After the Safety Girls perform, two of Lila Mae’s white colleagues appear in blackface and join the stage for a minstrel show called “Mr. Gizzard and Hambone.” As the two perform hideously racist caricatures of Black men, the inspectors in attendance laugh uproariously, even and especially Pompey: “His mouth is cracked open with laughter. He slaps the table and shakes his head” (155). Meanwhile, the Black kitchen staff stays silent, including Lila Mae, who deceives herself into believing that her only reason for saying nothing is that she doesn’t want to draw attention to herself: “She thinks the other women are so beaten that they cannot speak of the incident, when all of them, Lila Mae included, are silent for the same reason: because this is the world they have been born into, and there is no changing that” (156).

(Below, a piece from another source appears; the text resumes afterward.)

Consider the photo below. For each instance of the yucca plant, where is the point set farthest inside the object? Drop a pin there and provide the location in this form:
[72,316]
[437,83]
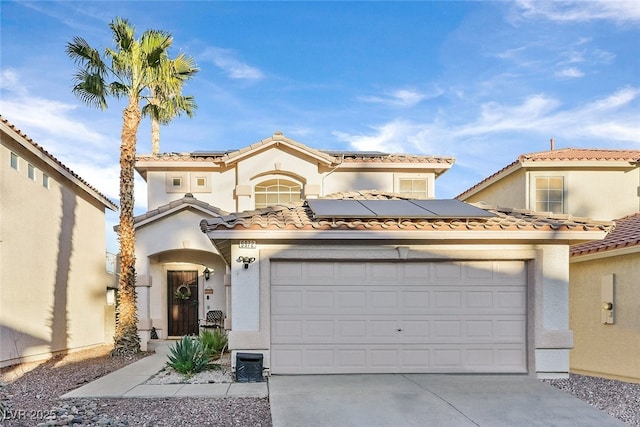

For the final part of the show, Chancre climbs the stage dressed as Elisha Graves Otis to perform a reenactment of the debut of the first Safety Elevator at the 1853 Exhibition of the Industry of All Nations. As Lila Mae watches Chancre grossly subvert this historic moment in the hallowed collective memory of elevator inspectors, the Internal Affairs agent, Arbergast, slowly approaches. He believes he may recognize Lila Mae. But at the moment he places his hand on her shoulder, the Safety Elevator replica crashes, sending Chancre to the ground with serious injuries. In the commotion, Lila Mae escapes from Arbergast’s grasp.
In an interlude set decades ago, Lila Mae’s father, Marvin Watson, studies engineering in pursuit of becoming an elevator inspector. At that time, however, businesses refuse to hire Black elevator inspectors. Instead, he gets a job as an elevator operator at a department store. One day, a white elevator inspector refuses to inspect the elevator with Marvin nearby because he is Black.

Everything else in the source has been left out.